Proprio il Goal contro il Real è quello che ricordo con maggiore partecipazione, la prima volta per cui il sottoscritto abbia pianto (in quel caso, di gioia) per le sorti della squadra di cui è tifoso. Ricordo la palla scodellata in avanti da Zambrotta nella sua metà campo, Nedved che parte dietro la linea di fuorigioco, corre per 35 metri portandosi dietro Salgado che non riesce a fermarlo. Giunto in prossimità dell'area, scocca un sinistro contro cui nulla puote Iker Casillas. 3 a 1. Il "Delle Alpi" stracolmo che esplode. E' Finale.

E' il 2009, precisamente il 10 marzo. Una serata fredda, di quelle che il freddo fa male alla pelle. C'è il ritorno degli ottavi di finale di Champion's League: La Juve deve ribaltare una sconfitta per 1-0. Quella sara capii la grandezza e al contempo la debolezza di Nedved, costratto a lasciare il campo tra le lacrime a causa di un infortunio, nonostante avesse tentato di rimanere nel terreno di gioco per aiutare la squadra, soffrendo, trattenendo il dolore.
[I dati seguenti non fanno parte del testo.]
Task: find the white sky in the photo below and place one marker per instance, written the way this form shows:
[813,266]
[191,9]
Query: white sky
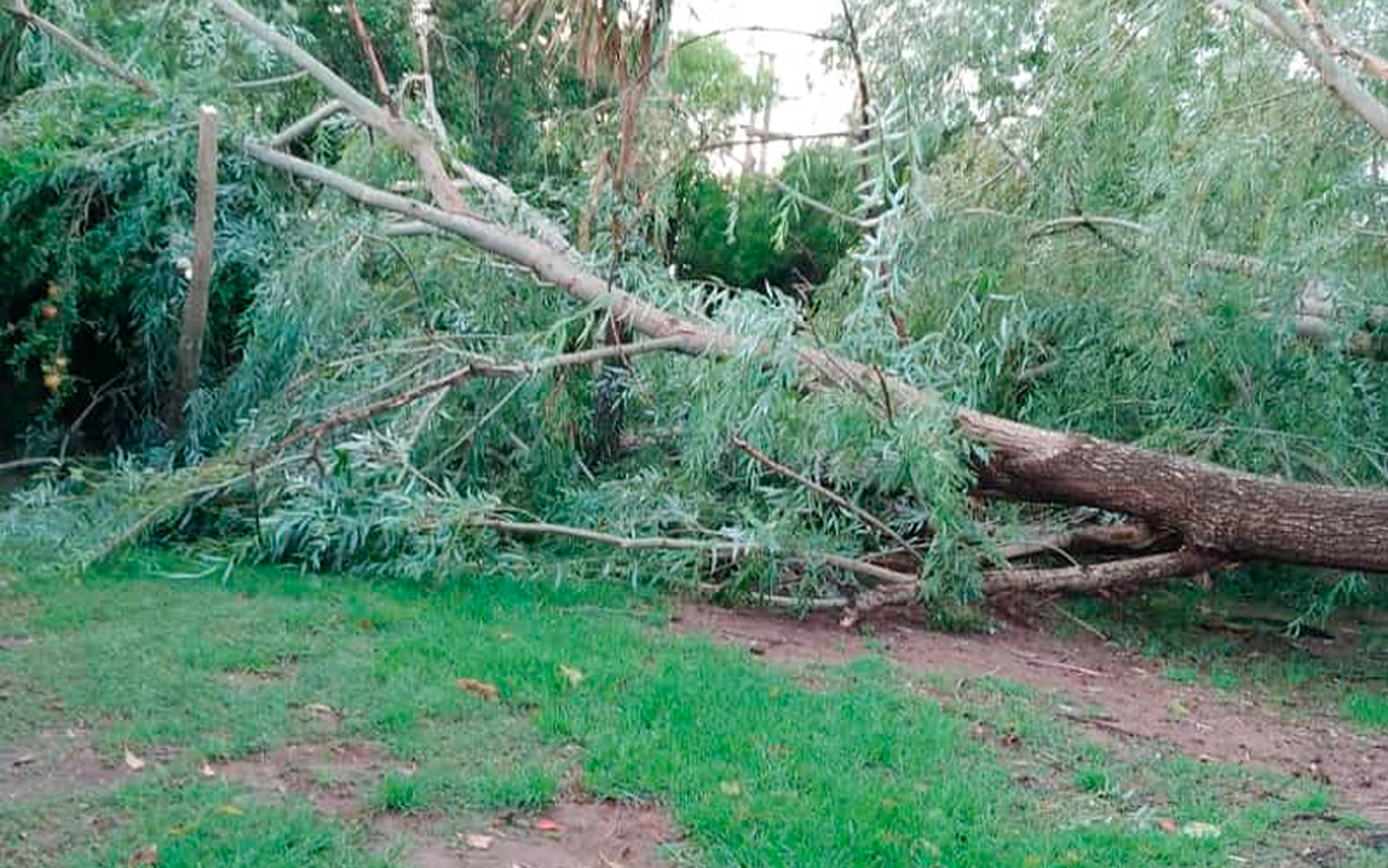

Ma il Nedved del 2009, più umano de quello indistruttibile di anni addietro, a differenza di altre volte non ce la fa.
Ebbi come l'impressione che quello fosse un cattivo presagio per i destini europei della Juventus, e infatti così fu. Certo, ci furono Iaquinta e Del Piero a tenere vive le speranze, ma senza Nedved (sarà un caso, non sarà un caso) i bianconeri hanno sempre fallito gli appuntamenti importanti.

E' sempre il 2009, stavolta il 30 maggio, l'ultima giornata di campionato, l'ultima di Pavel con la Juve, molto probabilmente l'ultima della carriera. Non posso fare altro che ringraziarlo per tutto ciò che sportivamente e -in un certo qual modo- umanamente ha dato a me e a tutti i tifosi della Juve.